The Supreme Court of New Jersey has unanimously upheld a decision allowing a Japanese mother to relocate with her six-year old child from their home in New Jersey to Okinawa, Japan over the strong objections of the American husband. The primary concern of the husband was that the provisions for his visitation with his daughter were unenforceable in Japan. MacKinnon v. MacKinnon,Supreme Court of New Jersey, June 11, 2007.
The ruling should be understood strictly in the context of its specific facts and as being based on the limited evidence with which the courts were presented. The decision does not stand for the (false and extremely dangerous) proposition that Japan recognizes or respects foreign custody orders or rights of visitation.

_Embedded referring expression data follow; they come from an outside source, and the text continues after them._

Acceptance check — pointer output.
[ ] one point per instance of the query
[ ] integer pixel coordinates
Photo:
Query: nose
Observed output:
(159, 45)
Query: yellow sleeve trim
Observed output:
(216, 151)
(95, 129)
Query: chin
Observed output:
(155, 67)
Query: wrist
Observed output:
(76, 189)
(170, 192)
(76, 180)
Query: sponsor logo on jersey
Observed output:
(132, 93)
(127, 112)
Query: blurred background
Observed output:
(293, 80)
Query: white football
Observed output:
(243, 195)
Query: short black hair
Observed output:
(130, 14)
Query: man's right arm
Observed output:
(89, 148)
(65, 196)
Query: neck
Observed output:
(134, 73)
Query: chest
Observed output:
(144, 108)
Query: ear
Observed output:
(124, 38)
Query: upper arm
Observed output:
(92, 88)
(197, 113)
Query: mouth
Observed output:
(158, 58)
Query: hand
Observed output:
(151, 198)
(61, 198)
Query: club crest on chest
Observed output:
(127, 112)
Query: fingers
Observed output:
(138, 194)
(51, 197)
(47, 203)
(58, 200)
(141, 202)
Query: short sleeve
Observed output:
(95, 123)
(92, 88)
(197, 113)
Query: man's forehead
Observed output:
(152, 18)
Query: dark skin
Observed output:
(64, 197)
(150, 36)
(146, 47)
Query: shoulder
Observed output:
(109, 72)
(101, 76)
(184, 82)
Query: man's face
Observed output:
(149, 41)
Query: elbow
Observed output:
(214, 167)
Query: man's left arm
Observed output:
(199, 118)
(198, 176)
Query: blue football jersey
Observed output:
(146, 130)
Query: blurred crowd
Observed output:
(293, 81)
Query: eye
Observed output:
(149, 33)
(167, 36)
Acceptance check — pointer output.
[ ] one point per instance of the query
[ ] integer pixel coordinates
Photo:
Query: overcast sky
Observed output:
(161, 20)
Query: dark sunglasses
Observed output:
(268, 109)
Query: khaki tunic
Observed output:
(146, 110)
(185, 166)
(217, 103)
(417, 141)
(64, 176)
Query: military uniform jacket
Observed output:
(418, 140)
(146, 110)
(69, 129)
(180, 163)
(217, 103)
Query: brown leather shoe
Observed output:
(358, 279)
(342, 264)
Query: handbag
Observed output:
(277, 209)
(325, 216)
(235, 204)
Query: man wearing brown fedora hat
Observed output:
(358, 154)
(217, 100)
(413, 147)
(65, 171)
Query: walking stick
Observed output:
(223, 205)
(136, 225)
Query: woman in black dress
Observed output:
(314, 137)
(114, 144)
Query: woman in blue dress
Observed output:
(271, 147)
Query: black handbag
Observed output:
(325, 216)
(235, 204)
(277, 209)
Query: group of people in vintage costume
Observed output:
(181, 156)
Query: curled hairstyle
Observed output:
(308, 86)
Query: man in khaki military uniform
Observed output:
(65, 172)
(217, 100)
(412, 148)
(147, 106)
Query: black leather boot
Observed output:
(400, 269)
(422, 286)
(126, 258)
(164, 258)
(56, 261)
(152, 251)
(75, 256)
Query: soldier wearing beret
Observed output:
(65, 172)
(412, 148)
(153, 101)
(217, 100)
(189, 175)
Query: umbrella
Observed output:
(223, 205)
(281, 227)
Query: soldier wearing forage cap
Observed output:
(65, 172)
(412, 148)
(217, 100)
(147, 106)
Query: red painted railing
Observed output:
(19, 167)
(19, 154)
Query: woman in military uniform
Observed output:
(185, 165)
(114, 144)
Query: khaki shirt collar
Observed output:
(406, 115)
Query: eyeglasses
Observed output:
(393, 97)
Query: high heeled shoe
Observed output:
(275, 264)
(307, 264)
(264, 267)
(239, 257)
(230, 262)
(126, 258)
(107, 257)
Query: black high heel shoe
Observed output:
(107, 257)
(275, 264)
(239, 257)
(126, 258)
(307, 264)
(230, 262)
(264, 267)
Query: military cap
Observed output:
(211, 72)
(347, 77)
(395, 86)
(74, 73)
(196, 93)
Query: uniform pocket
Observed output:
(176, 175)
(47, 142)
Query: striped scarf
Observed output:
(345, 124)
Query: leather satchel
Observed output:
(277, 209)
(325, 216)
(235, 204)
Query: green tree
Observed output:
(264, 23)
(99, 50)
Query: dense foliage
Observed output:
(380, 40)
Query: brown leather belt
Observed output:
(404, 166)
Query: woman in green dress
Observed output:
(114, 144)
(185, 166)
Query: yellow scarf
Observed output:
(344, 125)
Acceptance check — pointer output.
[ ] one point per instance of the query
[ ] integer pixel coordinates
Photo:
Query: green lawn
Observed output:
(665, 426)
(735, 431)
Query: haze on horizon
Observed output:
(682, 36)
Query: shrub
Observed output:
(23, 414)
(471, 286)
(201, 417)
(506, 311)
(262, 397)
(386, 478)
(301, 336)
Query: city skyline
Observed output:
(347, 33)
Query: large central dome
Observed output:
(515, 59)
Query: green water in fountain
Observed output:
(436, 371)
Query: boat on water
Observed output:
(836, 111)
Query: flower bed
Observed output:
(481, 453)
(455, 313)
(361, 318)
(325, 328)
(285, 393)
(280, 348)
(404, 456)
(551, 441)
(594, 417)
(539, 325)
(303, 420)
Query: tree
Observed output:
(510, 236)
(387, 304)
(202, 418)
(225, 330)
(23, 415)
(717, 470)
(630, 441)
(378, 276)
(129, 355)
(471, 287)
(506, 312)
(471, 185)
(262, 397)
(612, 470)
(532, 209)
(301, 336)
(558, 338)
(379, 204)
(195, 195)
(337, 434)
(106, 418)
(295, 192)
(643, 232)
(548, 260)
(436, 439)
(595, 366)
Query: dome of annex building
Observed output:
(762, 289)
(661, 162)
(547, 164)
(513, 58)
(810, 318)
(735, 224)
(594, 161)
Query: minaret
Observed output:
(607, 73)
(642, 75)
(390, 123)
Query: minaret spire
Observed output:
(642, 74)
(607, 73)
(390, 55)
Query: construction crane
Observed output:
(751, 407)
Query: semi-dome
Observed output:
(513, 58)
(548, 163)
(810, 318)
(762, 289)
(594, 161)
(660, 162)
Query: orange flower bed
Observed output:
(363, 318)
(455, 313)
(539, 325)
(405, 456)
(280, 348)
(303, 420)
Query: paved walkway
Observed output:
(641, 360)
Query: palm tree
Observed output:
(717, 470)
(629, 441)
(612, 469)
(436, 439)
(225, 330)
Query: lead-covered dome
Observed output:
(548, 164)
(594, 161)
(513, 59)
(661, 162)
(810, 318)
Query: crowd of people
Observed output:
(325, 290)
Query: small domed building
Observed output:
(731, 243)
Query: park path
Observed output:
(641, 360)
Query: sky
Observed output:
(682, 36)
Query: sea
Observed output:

In particular, it is important to note that the courts below were not presented with any expert evidence concerning Japan's failure to enforce foreign or domestic custody and visitation orders, or as to its failure to recognize foreign custody orders or even any right of parental visitation.
The father relied primarily on the fact that Japan was not a party to the Hague Convention on the Civil Aspects of International Child Abduction. The Court upheld the ruling of the courts below that simply because a country has not signed the Convention should not automatically bar relocation to that country. The father also submitted a U.S. State Department note to the effect that “foreign parents seeking enforcement of visitation rights are disadvantaged in Japanese courts,” but failed to submit any other evidence concerning Japanese family law.
Instead, the Court placed great reliance – and took great comfort – in the fact that the mother had previously taken the child to Japan for visitation on several occasions, had always returned the child as promised, had genuinely acknowledged to the satisfaction of the trial court that the father loved the child and that she was anxious to maintain the father's relationship with the child, and had a history of having scrupulously obeyed all court orders in the past.
Thus, the case must be seen as being limited strictly to its specific facts. The Court relied on the evidence of the mother's good faith rather than upon any determination concerning the Japanese family law system. It is a fact that Japan does not return abducted children and does not enforce foreign rights of visitation. See Jeremy D. Morley, Japanese Family Law - or The Lack Thereof!, http://www.international-divorce.com/d-japan.htm.
In almost every situation, if a Japanese parent chooses to retain a child in Japan against the wishes of a foreign parent and in violation of an American or Japanese court order, he or she will get away with it. Id. If Mrs. MacKinnon were to choose to ignore those provisions in the New Jersey trial court's order that require her to allow the father to have extensive visitation with their child, the father will be powerless to compel her to do so as long as she stays in Japan. However, such facts were not before the Court.
While the Court in MacKinnon suggested that future international relocation applications should be conditioned on securing mirror orders in the foreign country, or enforceable contracts, this would not work in the case of Japan, which has no concept of a mirror order and which in any event would never enforce its own order or a contract between parents in such a case. Id.
What this case stands for is the proposition, amply emphasized by the New Jersey Supreme Court, that each case must be viewed individually, on its own particular facts, so as to “permit our courts to flexibly and properly address the myriad, nuanced issues created by family ties that cross international boundaries.” Thus, the Court stressed that in the international removal context, “we afford our trial courts the means to adapt to the variety of unique circumstances presented in family law proceedings.” Every case must be determined on its own facts.